Lamia goes on to suggest that recovering from shame requires a different perspective, one where we accept responsibility for our actions and are willing to recognize certain triggers.
There was a time in my life where I shoplifted bizarre items like tuna fish. Despite overwhelming shame and fear, I never understood what compelled me, until I finally opened up to my long-term counselor. After numerous questions, he informed me that sometimes people do destructive things to reinforce their beliefs about themselves.
An active community member on all fronts, people regularly exclaimed how valuable, loving, helpful, and intelligent I was, a direct contradiction to my beliefs that I was unworthy, unlovable, lacking, and not smart enough. That’s why I stole: to prove to myself that I was flawed. When I recognized this disparity and understood my subconscious motivations, the desire disappeared.
When we stop hiding, take responsibility for our actions, and start to recognize those things that illicit our destructive thoughts and behaviors, we can begin to break down the conflicts that create our lack of confidence. Self-belief allows us room to trust in others, which in turn, makes us feel less alone, and makes us more welcoming and welcomed.
5. We are distracted.
This, too, might seem basic, but distracted behavior is often a major cause of separation.
Think about all those times you’ve tried to have a conversation with your partner, your children, or a friend who is constantly checking a cell phone for social media updates. The message we often read into such behavior is that our time isn’t respected, or that the phone call, text, or update is more important than we are.

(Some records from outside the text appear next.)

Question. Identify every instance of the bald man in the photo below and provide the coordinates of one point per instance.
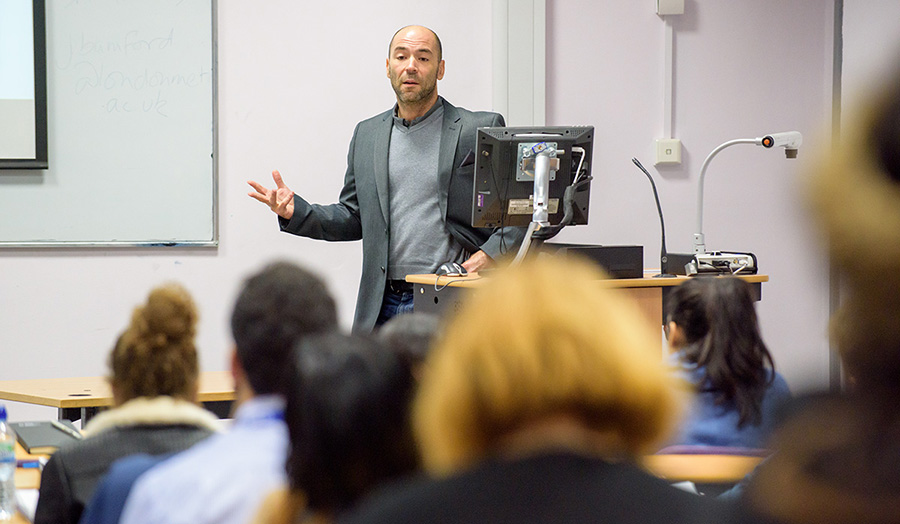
(407, 189)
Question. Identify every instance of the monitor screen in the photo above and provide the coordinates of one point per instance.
(503, 192)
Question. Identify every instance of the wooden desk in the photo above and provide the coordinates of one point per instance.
(81, 397)
(701, 469)
(26, 478)
(435, 294)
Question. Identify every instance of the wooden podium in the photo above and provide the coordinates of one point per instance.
(434, 294)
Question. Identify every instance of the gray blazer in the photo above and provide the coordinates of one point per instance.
(362, 211)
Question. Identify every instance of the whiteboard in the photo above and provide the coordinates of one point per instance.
(131, 129)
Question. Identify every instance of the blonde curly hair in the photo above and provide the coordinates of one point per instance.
(156, 355)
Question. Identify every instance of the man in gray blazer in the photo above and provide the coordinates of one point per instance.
(408, 187)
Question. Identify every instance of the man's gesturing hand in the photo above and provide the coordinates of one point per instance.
(280, 200)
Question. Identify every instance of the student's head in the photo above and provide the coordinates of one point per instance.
(410, 336)
(275, 308)
(348, 418)
(856, 197)
(712, 321)
(156, 354)
(542, 342)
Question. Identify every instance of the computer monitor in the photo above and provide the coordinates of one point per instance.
(504, 174)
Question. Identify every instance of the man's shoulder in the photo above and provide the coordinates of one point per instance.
(376, 119)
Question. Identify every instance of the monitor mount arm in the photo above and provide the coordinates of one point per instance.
(543, 155)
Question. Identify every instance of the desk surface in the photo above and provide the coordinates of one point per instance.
(82, 392)
(711, 469)
(474, 280)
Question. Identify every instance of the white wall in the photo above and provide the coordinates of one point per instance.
(296, 76)
(741, 70)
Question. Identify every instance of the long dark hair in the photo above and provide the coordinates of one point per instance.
(721, 333)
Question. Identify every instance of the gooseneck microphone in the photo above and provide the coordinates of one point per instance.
(663, 254)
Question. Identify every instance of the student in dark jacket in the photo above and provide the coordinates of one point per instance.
(154, 373)
(535, 406)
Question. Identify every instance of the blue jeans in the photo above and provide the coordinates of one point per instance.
(394, 304)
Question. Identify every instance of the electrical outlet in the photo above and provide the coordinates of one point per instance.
(668, 151)
(670, 7)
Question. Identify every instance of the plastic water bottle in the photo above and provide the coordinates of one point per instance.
(7, 468)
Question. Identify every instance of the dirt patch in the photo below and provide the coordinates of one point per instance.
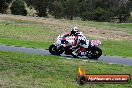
(61, 25)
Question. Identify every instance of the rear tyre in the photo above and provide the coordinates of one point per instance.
(53, 49)
(94, 53)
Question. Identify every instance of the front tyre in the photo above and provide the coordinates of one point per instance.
(94, 52)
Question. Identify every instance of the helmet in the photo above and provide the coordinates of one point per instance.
(74, 30)
(79, 33)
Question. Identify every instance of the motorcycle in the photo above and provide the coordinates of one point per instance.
(64, 44)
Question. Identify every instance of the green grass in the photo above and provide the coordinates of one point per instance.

How many times have you been involved in a conversation where someone hears only part of what you say or constantly asks you to repeat yourself? We begin to feel like the other person doesn’t really care. If this type of exchange is habitual, we might find ourselves not wanting to hang out with that individual simply because we want meaningful relationships.
Many factors could cause us to act this way: We could be avoiding something; we could be bored; or we could have some physiological or psychological condition that makes it difficult for us to focus. Either way, when we are disengaged, people often don’t feel wanted, needed, or important, and they will eventually quit calling and coming around.
Paying attention to how we are interacting with others and watching for signs that indicate we aren’t engaged will help keep us plugged in to our own availability and help us initiate and maintain active, healthy relationships with others and with ourselves.
Being aware of our actions, emotions, and thoughts helps us stay connected to others.
It is the sum of our human experience that can create our loneliness, and it is the sum of our shared human experiences that can unite us with other members of the human race. In the end, as long as there are others to interact with, we are not alone. We simply have to realize this and choose to connect.